I'm not familiar with it. I'd be more comfortable installing the foam backed product. The dense foam acts as a heat insulator and a noise insulator. Exactly what you want under a sun-beaten roof.


----------



## ALKYGTO (Mar 29, 2010)

geeteeohguy said:


> If your insulation is the Frost King or Dynamat type that is foil and foam with adhesive on the foam side, that's all you need. Much better than the old jute, which falls down and makes a mess. No need for both. If your seats are parchment, your package tray should be black or parchment. You can dye it with interior dye. I like the look of a black package tray with a parchment interior: matches the carpet and dash, and sort of ties it all together.


+1 :agree. Also with the statement that you can dye to match or contrast if you don't like the color.


----------



## xconcepts (Jan 4, 2009)

geeteeohguy said:


> I'm not familiar with it. I'd be more comfortable installing the foam backed product. The dense foam acts as a heat insulator and a noise insulator. Exactly what you want under a sun-beaten roof.


Its deffinitly a heat insulator. I have it on the floor under the carpet and it helps a lot in the heat. I used this product but the older version without the name on the deadener. 

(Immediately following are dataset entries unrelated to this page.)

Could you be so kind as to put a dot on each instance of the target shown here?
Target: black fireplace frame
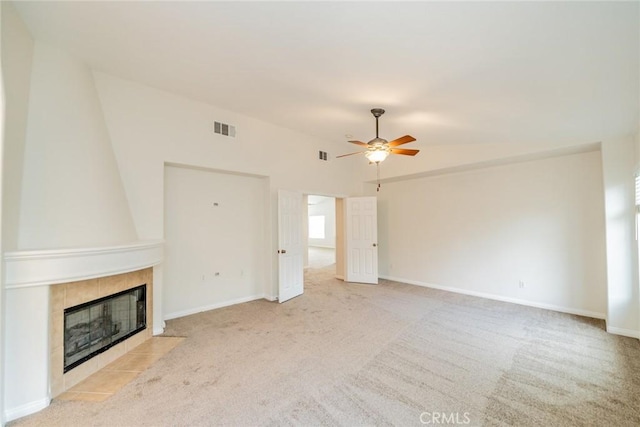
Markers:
(141, 325)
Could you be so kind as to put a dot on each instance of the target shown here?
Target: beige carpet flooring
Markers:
(392, 354)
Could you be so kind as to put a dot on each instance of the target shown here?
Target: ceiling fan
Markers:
(378, 148)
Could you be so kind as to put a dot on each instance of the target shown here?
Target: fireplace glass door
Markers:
(93, 327)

60 Mil Sound Deadener (Better Than Dynamat) | Sound Deadening & Car Audio Wiring by Audio Technix


----------



## bondobill (Oct 24, 2011)

We looked at doing the roof on Brents 68 with the same stuff we used on the floor which is Rattle trap, I believe it was 80 mil.
Brent did some research on these type on insulations and the adhesive used in them.
Under higher heat, which will happen on the roof panel especially on a dark color car, the adhesives fails and the sheets being on the roof will fall off.


Bill


----------



## xconcepts (Jan 4, 2009)

These have been tested to 300+ degrees in an oven for 4 hrs and there is no signs of failure. I don't think it will get over that even here in AZ


----------